Fathered, through circuitous circumstances, by an Englishman, Pran Nath Razdan, the boy who will become the Impressionist, was passed off by his Indian mother as the child of her husband, a wealthy man of high caste. Growing up spoiled in a life of luxury just down river from the Taj Mahal, at fifteen the news of Pran's true parentage is revealed to his father and he is tossed out into the street--a pariah and an outcast. Thus begins an extraordinary, near-mythical journey of a young man who must reinvent himself to survive--not once, but many times.
Imprisoned by a brothel and dressed in women's clothes, his sensuous beauty is exploited as he is made to become Rukhsana, a pawn in a game between colony and empire. To a depraved British Major he becomes Clive, an object of desire taught to be a model English schoolboy. Escaping to Bombay he begins a double life as Robert, dutiful foster child to a Scottish missionary couple and as Pretty Bobby, errand boy and sometime pimp to the tawdry women of the city's most notorious district.

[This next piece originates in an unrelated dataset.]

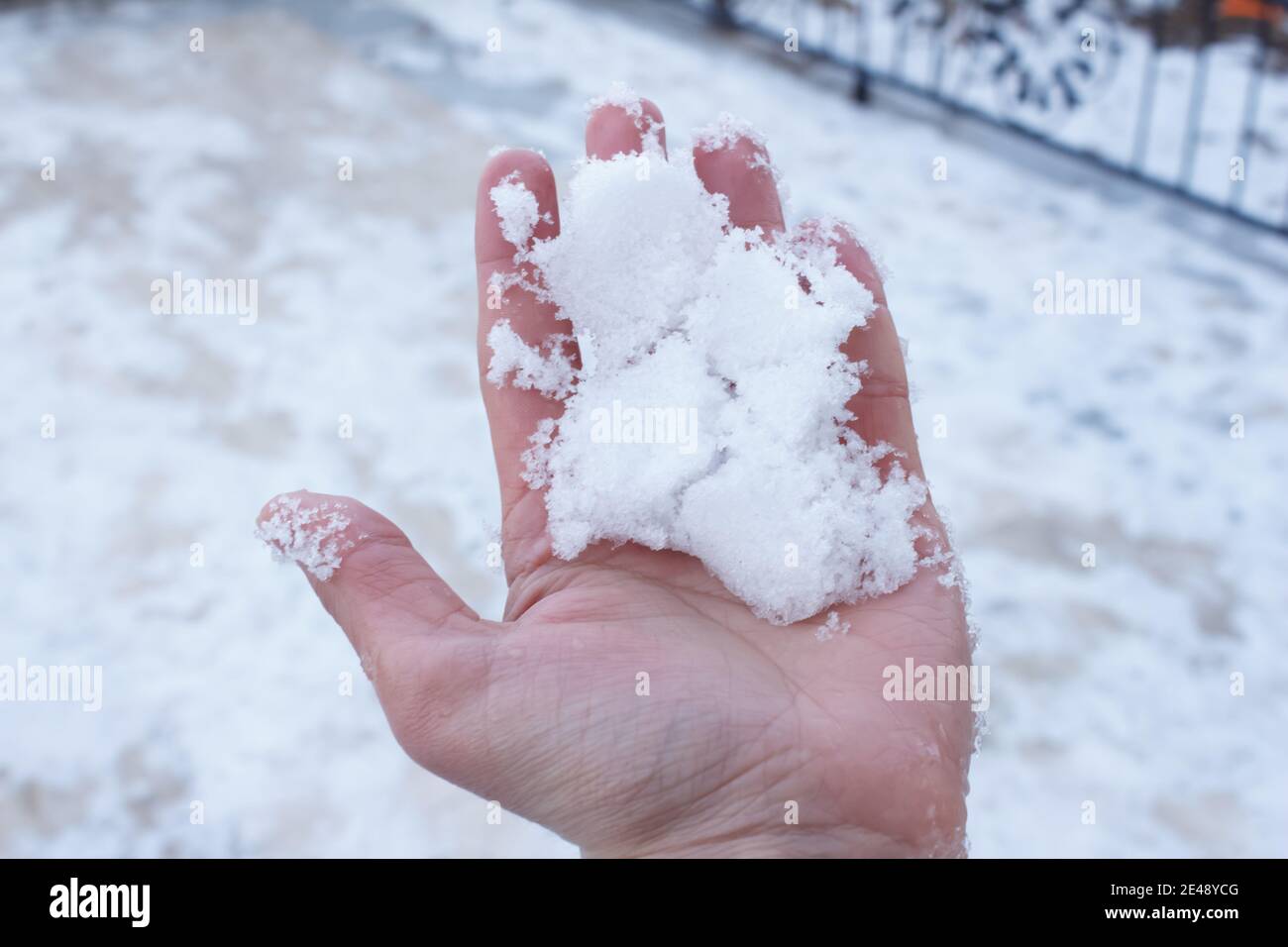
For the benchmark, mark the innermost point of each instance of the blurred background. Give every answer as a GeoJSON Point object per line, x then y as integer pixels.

But as political unrest begins to stir, Pran finds himself in the company of a doomed young Englishman-an orphan named Jonathan Bridgeman. Having learned quickly that perception is a ready replacement for reality, Pran soon finds himself on a boat bound for Southampton where, with Bridgeman's passport, he will begin again. First in London, then at Oxford, the Impressionist hones his chameleon-like skills, making himself whoever and whatever he needs to be to obtain what he desires.
From Victorian India to Edwardian London, from an expatriate community of black Americans in Paris to a hopeless expedition to study a lost tribe of Africa, Hari Kunzru's unforgettable novel dazzles with its artistry and wit while it challenges with its insights into what it means to be Indian or English, black or white, and every degree that lies between them.